Occasionally, a dinner guest at my apartment will stop mid-sentence, fork poised in the air, wearing a baffled expression. The reason? A tinkle — made by one of my two cats, Jonathan and Mama — coming from the bathroom. The pause in conversation is usually followed by a remark such as, "Wait? Cats can do that?" The answer is yes. From the time they are kittens, cats can learn to do all their business on the toilet. Here's how.
- Matt Morris
Step 1: Be prepared to spend several weeks on this process, allowing your cat to take two to three weeks for each step before moving forward. First, move the litter box into the bathroom to familiarize kitty with the space.

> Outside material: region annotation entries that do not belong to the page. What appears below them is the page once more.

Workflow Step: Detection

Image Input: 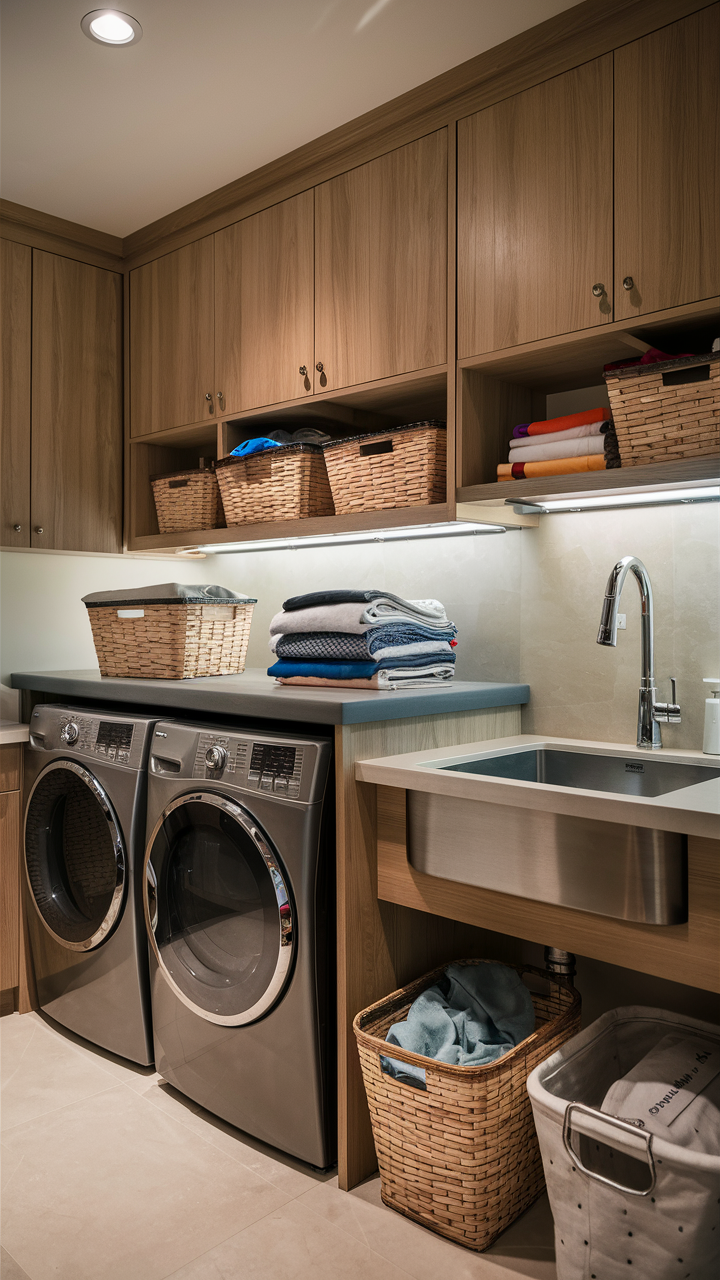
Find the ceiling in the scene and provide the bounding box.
[0,0,570,236]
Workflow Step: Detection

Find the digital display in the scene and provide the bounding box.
[95,721,133,751]
[250,742,295,777]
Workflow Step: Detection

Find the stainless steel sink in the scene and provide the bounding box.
[432,746,720,796]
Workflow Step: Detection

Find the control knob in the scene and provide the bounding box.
[205,746,228,771]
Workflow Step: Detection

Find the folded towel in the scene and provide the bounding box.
[497,453,605,480]
[509,435,605,463]
[602,1032,720,1156]
[380,963,536,1083]
[512,404,610,435]
[270,595,452,635]
[510,417,610,449]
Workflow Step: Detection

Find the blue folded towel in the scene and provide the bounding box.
[380,963,536,1088]
[231,435,281,458]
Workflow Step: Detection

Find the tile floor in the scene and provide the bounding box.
[0,1014,555,1280]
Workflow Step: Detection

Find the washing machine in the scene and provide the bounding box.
[143,722,336,1169]
[23,705,155,1065]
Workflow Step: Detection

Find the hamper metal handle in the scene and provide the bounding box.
[562,1102,657,1196]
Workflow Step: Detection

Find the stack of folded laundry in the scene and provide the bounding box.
[497,407,620,480]
[268,590,457,689]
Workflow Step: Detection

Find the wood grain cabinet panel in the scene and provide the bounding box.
[129,236,217,435]
[0,239,32,547]
[315,129,447,392]
[215,191,314,413]
[615,4,720,320]
[457,54,612,358]
[31,250,123,552]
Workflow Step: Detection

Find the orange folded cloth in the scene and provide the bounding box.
[497,453,605,480]
[520,407,610,435]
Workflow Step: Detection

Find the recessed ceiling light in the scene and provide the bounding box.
[81,9,142,45]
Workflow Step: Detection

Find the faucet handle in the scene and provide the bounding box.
[652,676,680,724]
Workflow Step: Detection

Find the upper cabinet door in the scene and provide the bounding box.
[215,191,314,413]
[615,4,720,320]
[457,54,612,358]
[129,236,217,435]
[314,129,447,392]
[0,241,32,547]
[32,250,123,552]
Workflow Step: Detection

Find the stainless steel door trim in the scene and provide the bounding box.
[142,791,296,1027]
[23,759,127,951]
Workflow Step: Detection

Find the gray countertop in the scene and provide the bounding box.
[12,667,530,724]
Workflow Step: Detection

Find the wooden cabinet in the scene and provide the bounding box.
[615,4,720,320]
[215,191,314,413]
[129,236,218,435]
[0,239,32,547]
[31,250,123,552]
[315,129,447,390]
[457,54,612,358]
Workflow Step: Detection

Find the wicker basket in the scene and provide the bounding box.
[87,600,256,680]
[150,470,225,534]
[324,421,447,516]
[352,960,580,1251]
[217,443,334,526]
[603,352,720,467]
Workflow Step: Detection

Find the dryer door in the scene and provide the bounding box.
[145,791,296,1027]
[24,760,127,951]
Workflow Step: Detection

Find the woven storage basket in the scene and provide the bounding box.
[87,600,258,680]
[324,421,447,516]
[352,960,580,1251]
[603,352,720,467]
[217,443,334,526]
[150,470,225,534]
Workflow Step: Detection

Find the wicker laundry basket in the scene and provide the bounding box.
[323,421,447,516]
[217,443,334,526]
[150,467,225,534]
[603,352,720,467]
[85,584,258,680]
[352,960,580,1251]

Step 2: Mold a foil baking pan securely under the toilet seat, making sure the seat doesn't wobble, then fill the pan with flushable litter. Always keep the toilet lid up and sanitize the seat after each cat use.
Step 3: Using a new pan, cut a 1.5-inch hole in the center. This helps cats learn to aim and develop proper posture. Sprinkle 25 percent less litter in the pan, replenishing as needed.
Step 4: Cut a 3-inch hole in a new pan and further reduce the amount of litter. At this point, your cat should be aiming for the hole and successfully urinating into the toilet. It will likely have its front paws on the toilet seat and rear paws in the pan.
Step 5: Cut a 6-inch hole in a new pan, adding just a touch of litter, with the goal of eliminating litter by the end of this stage. Kitty should have all four paws on the toilet seat before you remove the pan completely.
Step 6: Cat successfully uses the toilet.